Last season, Lane McCallum made a 24-yard field goal as time expired to give Nebraska a 13-10 victory. The previous two years, the Wildcats claimed overtime wins.
Northwestern (2-0, 2-0 Big Ten) is coming off a 21-20 comeback victory over host Iowa. After giving up 17 unanswered points in the first quarter, the Wildcats scored 21 over the next three quarters and gave up only three points.
While Northwestern was playing in a game described by Northwestern coach Pat Fitzgerald as “really physical,” Nebraska (0-1, 0-1) was practicing after its hopes for scheduling a replacement game were shot down.
Fitzgerald said he believes the extra rest is a huge advantage for the Cornhuskers.
“They had a week off to rest up; they obviously got a chance to watch us play,” Fitzgerald said. “We were in a four-quarter war.”

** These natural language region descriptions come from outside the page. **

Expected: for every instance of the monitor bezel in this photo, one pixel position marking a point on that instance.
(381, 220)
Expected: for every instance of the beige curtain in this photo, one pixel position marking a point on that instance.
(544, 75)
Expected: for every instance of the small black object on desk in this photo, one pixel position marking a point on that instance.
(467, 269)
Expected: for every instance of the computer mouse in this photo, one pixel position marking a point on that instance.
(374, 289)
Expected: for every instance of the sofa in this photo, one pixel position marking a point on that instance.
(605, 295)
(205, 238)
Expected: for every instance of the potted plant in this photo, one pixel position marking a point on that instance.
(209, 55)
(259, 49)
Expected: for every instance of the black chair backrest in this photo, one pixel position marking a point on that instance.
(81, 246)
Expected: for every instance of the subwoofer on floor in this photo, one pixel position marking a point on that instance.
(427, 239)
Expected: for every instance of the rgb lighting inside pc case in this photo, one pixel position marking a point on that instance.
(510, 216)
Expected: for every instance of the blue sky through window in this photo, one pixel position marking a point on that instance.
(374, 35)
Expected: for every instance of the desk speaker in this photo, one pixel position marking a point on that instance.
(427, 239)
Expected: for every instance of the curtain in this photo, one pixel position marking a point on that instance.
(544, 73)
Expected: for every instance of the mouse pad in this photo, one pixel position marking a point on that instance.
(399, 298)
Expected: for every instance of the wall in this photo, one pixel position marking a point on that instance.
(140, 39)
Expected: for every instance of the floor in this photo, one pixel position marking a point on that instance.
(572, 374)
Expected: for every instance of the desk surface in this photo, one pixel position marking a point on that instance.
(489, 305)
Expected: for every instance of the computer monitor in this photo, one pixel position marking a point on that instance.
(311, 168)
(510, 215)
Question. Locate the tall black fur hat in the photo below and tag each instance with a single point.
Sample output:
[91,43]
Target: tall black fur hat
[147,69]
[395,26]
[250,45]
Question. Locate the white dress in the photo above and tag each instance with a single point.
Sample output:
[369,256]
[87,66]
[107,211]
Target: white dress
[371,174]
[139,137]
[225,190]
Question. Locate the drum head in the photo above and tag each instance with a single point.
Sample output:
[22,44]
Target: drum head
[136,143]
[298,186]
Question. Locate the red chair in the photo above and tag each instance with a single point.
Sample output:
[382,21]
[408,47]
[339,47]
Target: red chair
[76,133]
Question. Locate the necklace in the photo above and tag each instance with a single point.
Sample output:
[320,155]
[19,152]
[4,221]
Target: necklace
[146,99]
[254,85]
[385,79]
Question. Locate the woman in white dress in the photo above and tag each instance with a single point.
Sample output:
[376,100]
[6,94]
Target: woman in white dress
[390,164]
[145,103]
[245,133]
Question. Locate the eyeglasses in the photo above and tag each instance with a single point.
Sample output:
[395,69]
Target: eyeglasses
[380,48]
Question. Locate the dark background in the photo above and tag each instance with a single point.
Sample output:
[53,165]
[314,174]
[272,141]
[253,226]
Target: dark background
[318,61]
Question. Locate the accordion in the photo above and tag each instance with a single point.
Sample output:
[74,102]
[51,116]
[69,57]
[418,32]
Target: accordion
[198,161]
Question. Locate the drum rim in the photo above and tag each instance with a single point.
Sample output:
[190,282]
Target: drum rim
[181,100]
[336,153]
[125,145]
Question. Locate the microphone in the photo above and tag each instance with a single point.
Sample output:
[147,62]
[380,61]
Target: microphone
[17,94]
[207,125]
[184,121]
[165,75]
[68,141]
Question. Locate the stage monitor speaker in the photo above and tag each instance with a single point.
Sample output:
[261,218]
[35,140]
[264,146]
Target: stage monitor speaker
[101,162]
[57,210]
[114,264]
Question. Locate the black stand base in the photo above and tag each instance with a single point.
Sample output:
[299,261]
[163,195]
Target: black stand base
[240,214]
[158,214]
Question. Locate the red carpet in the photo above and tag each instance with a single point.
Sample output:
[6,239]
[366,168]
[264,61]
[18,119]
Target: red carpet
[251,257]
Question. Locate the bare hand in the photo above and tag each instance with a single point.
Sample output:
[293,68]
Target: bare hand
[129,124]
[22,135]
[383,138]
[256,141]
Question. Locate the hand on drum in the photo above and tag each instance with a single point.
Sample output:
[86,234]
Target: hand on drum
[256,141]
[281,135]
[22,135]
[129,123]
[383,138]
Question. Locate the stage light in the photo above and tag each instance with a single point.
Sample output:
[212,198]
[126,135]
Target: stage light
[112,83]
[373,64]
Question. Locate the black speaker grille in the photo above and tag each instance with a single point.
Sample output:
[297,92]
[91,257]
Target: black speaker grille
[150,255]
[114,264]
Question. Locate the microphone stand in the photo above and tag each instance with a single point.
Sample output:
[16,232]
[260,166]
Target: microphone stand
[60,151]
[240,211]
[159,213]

Nebraska coach Scott Frost disagreed with that sentiment, saying his team is antsy to play.
“Maybe if this was Week 7 or 8, having a week off would be nice. We’ve only played one game,” Frost said. “I don’t know. Pat (Fitzgerald) is one of the smartest guys in the country, probably, but I don’t know if I agree with him on that one.”
The Cornhuskers opened the season against conference favorite Ohio State in Columbus on Oct. 24 and were blown out 52-17.
Nebraska used two quarterbacks in that game: Adrian Martinez and Luke McCaffrey. Martinez was 12 of 15 for 105 yards while also rushing for 85 yards and a touchdown. McCaffrey was 4-for-5 passing for 55 yards and ran nine times for 80 yards.
Northwestern senior linebacker Paddy Fisher says going against both quarterbacks will be a challenge.
“They’re both tremendous athletes and passers, so it’s going to be difficult for us to come up with a game plan to stop both of those two and really limit them,” Fisher said. “They’re both going to come out in tempo. We’ve got to prepare for that, so that adds another wrinkle, too.”
But the Wildcats’ defense has stepped up in its first two games. The team has allowed an average of only 250 yards per game, third best in the country. And notwithstanding the first quarter against Iowa, in which two turnovers gave the Hawkeyes’ offense the ball in Northwestern territory, the defense has allowed only six points all season.
On top of that, the Wildcats have forced seven turnovers, which has led to 24 points.
“They do a good job of having 11 sets of eyes on the football at all times,” Frost said. “They are going to create turnovers, but they capitalize on a lot because of how disciplined they are and how good they are with their eyes, and their effort.”